While it is pragmatic about this, it most strongly maintains that chiefs must be identified or selected by the masses in truly free, fair and unfettered circumstances.
It is a deplorable and outdated practice for an individual to identity himself as a chief, and/or a king, then proceeds to campaign for himself to be king or chief and finally installs or crowns himself as chief or king.
If that is not a clear case of self-imposition, what else can it be called?
It is obviously undemocratic and should have no place in a democratic dispensation such as is currently obtaining in Zimbabwe, a country of republicans and not royalists.
Chieftainships and kingships have long been overtaken by modern socio-cultural and economic trends.
Not only that, both traditions are not economic or democratic assets to any community.
They are liabilities and burdens on taxpayers and, thus on the fiscus.
That is why, in the whole of Africa today, only three countries are headed by kings: Morocco, Swaziland and Lesotho.
Most African states abolished those institutions years ago.
However, those who feel very strongly that there should be a chief (or a king) in their area should be prepared to pay him or her themselves rather than burden those who do not benefit from the unimportant services offered by these hereditary leaders.
That is why Tanzania abolished the chieftainship institution and replaced it with a modern administrative system.
Today’s nations promote the freedom of choice and association.
Their leaders and people’s representatives are selected and elected in free and unfettered circumstances, without let or hindrance.
They are leaders not by accident of birth.
Be that as it may, those who would like to have hereditary rulers over them had better find a way of maintaining such an outdated leadership tradition.
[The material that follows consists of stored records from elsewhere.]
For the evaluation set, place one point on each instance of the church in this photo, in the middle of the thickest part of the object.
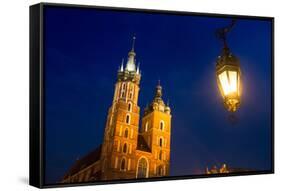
(129, 151)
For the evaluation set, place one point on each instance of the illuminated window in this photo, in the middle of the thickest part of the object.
(142, 168)
(161, 142)
(160, 171)
(146, 127)
(130, 107)
(160, 155)
(123, 164)
(126, 133)
(125, 148)
(128, 119)
(123, 86)
(162, 125)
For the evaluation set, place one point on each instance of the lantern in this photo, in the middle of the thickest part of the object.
(228, 75)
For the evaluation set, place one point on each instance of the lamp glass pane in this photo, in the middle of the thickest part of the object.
(232, 81)
(224, 83)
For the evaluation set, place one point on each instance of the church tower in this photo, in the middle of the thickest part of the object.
(156, 130)
(121, 131)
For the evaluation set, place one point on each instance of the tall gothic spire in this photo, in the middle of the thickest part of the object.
(131, 65)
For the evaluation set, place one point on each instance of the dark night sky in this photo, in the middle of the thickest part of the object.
(83, 50)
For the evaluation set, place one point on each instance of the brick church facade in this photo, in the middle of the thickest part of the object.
(129, 150)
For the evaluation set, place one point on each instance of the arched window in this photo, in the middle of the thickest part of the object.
(123, 86)
(160, 141)
(131, 95)
(160, 171)
(146, 127)
(130, 107)
(126, 134)
(162, 125)
(142, 171)
(123, 164)
(128, 119)
(125, 148)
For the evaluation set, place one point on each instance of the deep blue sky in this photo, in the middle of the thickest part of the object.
(83, 49)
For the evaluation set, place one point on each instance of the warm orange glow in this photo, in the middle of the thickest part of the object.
(229, 84)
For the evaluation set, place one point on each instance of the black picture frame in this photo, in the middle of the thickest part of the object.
(36, 131)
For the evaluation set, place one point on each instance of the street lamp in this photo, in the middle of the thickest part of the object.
(228, 73)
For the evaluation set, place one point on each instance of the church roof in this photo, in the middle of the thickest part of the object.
(142, 145)
(85, 161)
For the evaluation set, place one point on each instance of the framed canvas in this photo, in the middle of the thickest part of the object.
(130, 95)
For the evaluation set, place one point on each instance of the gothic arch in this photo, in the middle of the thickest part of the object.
(142, 168)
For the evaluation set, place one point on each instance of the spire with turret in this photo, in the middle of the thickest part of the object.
(158, 103)
(130, 72)
(131, 65)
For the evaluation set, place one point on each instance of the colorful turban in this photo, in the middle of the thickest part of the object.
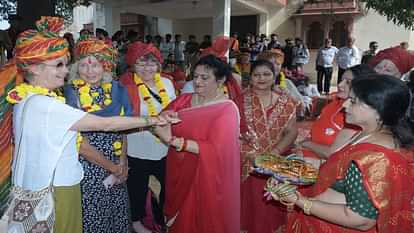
(138, 49)
(42, 44)
(394, 61)
(103, 52)
(218, 48)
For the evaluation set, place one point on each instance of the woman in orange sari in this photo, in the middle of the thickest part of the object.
(364, 186)
(271, 123)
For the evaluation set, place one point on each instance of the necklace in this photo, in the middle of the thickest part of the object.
(197, 102)
(146, 95)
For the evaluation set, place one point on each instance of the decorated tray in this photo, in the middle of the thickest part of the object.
(291, 169)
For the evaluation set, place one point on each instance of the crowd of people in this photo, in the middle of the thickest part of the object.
(94, 134)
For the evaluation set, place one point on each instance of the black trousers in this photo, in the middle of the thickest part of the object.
(340, 73)
(138, 178)
(324, 73)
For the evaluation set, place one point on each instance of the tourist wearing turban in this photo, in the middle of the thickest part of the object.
(102, 154)
(46, 128)
(149, 94)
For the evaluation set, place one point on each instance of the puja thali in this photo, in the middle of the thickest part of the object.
(286, 169)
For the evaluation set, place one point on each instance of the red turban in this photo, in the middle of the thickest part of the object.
(138, 49)
(401, 58)
(103, 52)
(42, 44)
(219, 48)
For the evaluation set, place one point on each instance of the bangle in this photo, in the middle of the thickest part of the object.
(147, 121)
(169, 142)
(181, 145)
(307, 205)
(185, 144)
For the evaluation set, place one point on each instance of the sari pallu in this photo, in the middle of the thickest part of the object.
(265, 127)
(384, 174)
(202, 191)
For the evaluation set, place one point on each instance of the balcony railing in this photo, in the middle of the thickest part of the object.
(329, 6)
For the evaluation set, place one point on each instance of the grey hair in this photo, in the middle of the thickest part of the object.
(74, 74)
As it is, the present duties of chiefs are to preside over petty civil cases and to settle some intra and inter-family disputes. In some countries, they act as political field agents of some oppressive ruling parties, and are protected by relevant statutes.
In Zimbabwe, they are promoted and protected by the 1959 Native Affairs Amendment Act, first passed in 1928 as the Native Affairs Act.